Method Model Top-1 (%) Compression Ratio
BSQ ResNet-18 69.2 8.0×
CSQ ResNet-18 69.4 8.0×
MSQ ResNet-18 69.1 8.0×
  • Accuracy is on par with BSQ/CSQ while training cost is substantially reduced.

Scalability

  • First extension of bit-level quantization to ViT architectures (ViT-S/B).
  • Extended to heterogeneous CNNs such as MobileNetV3.

Ablation Study

  • RoundClamp vs. standard STE: RoundClamp provides more accurate gradient direction for the LSB.
  • Hessian-guided aggressive pruning: reduces training epochs by 30–40% under equivalent compression.
  • L1 regularization strength: too large leads to accuracy degradation; too small slows convergence.

Highlights & Insights

  • Eliminating bit-level parameter overhead is the core contribution: fundamentally resolves the critical limitation of BSQ (i.e., \(n\)-fold parameter inflation).
  • Elegant RoundClamp quantizer design: the LSB is constructed from the difference between Round and Clamp, which is mathematically natural and elegant.
  • Hessian-guided multi-bit pruning: accelerates training while leveraging per-layer sensitivity information.
  • Strong scalability: first validation of bit-level quantization on ViT and MobileNetV3.
  • Practical engineering value: the substantial improvement in training efficiency makes mixed-precision quantization genuinely viable in resource-constrained scenarios.

Limitations & Future Work

  • Accuracy is marginally lower than BSQ/CSQ (0.1–0.3%), indicating that fine-grained control via bit-level parameters retains some value.
  • L1 may not be the optimal sparsification objective; Group Lasso warrants exploration.
  • Hessian computation incurs overhead, albeit far smaller than the time saved.
  • Validation is limited to ImageNet classification; performance on detection and segmentation tasks remains unknown.
  • Only weight quantization is addressed; activation quantization is not considered.
  • vs. HAQ: Search-based with high computational cost and static analysis; MSQ dynamically discovers the precision assignment.
  • vs. BSQ: Pioneering bit-level approach but suffers from severe parameter inflation; MSQ preserves the advantages while eliminating the overhead.
  • vs. CSQ: Smooths BSQ but does not address the parameter inflation problem.

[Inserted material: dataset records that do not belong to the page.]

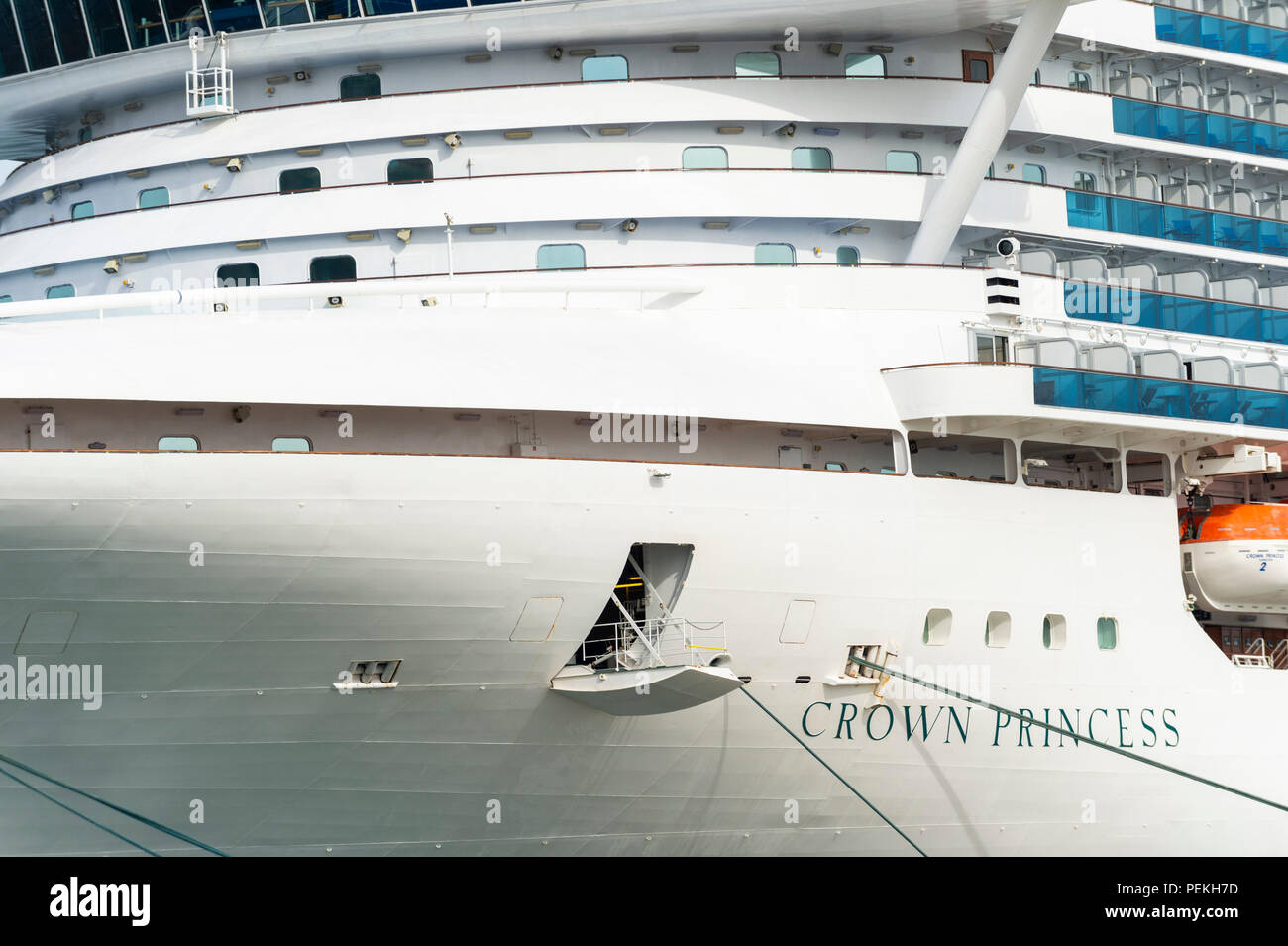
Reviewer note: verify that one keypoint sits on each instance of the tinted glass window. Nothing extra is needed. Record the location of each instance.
(603, 68)
(69, 31)
(236, 274)
(360, 86)
(706, 158)
(232, 16)
(104, 26)
(410, 170)
(37, 37)
(561, 257)
(333, 269)
(299, 179)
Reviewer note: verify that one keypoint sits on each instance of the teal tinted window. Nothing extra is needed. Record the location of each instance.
(1107, 633)
(756, 64)
(561, 257)
(864, 65)
(903, 161)
(706, 158)
(361, 86)
(811, 159)
(237, 274)
(603, 68)
(284, 12)
(154, 197)
(410, 170)
(333, 269)
(299, 179)
(776, 254)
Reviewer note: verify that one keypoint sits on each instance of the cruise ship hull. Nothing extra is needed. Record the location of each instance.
(224, 593)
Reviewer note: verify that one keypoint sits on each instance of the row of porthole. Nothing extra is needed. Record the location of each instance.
(552, 257)
(284, 444)
(997, 630)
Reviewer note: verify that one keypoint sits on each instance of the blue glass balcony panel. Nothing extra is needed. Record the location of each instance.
(1087, 390)
(1220, 33)
(1175, 222)
(1192, 126)
(1164, 312)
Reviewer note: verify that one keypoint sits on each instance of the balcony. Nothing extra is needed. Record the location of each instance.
(1175, 313)
(1129, 394)
(1220, 33)
(1196, 126)
(1176, 222)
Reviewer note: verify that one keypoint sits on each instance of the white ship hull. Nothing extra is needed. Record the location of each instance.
(219, 676)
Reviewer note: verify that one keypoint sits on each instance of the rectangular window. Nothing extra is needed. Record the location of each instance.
(232, 16)
(864, 65)
(704, 158)
(776, 255)
(37, 37)
(960, 456)
(333, 269)
(237, 274)
(154, 197)
(1068, 467)
(69, 31)
(811, 159)
(145, 24)
(104, 26)
(561, 257)
(11, 52)
(364, 85)
(903, 161)
(284, 12)
(604, 68)
(1107, 633)
(410, 170)
(299, 179)
(756, 65)
(184, 16)
(335, 9)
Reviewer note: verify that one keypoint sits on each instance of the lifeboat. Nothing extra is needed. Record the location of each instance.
(1235, 558)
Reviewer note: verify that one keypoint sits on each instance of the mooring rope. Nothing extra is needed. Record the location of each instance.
(141, 819)
(838, 778)
(77, 813)
(1034, 721)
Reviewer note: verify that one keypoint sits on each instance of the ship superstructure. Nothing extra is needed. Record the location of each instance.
(428, 420)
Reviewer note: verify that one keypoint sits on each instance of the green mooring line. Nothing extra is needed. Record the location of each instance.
(838, 778)
(77, 813)
(129, 813)
(1077, 738)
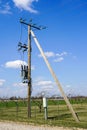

The insight that "each bit need not be trained independently" suggests that many problems seemingly requiring fine-grained parameters admit more efficient indirect solutions. The RoundClamp construction (difference between two quantization operations as a useful signal) offers inspiration for other quantization methods. The work has direct engineering value for on-device quantization-aware training.

Rating

  • Novelty: ⭐⭐⭐⭐ RoundClamp and LSB regularization are novel, though the overall approach is a natural extension of BSQ.
  • Experimental Thoroughness: ⭐⭐⭐⭐ Thorough efficiency comparisons and multi-architecture validation, but downstream task evaluation is absent.
  • Writing Quality: ⭐⭐⭐⭐ Comparison with BSQ/CSQ is clear; Figures 1 and 2 are informative.
  • Value: ⭐⭐⭐⭐⭐ An 8× parameter reduction and 86% training time reduction make bit-level quantization genuinely practical.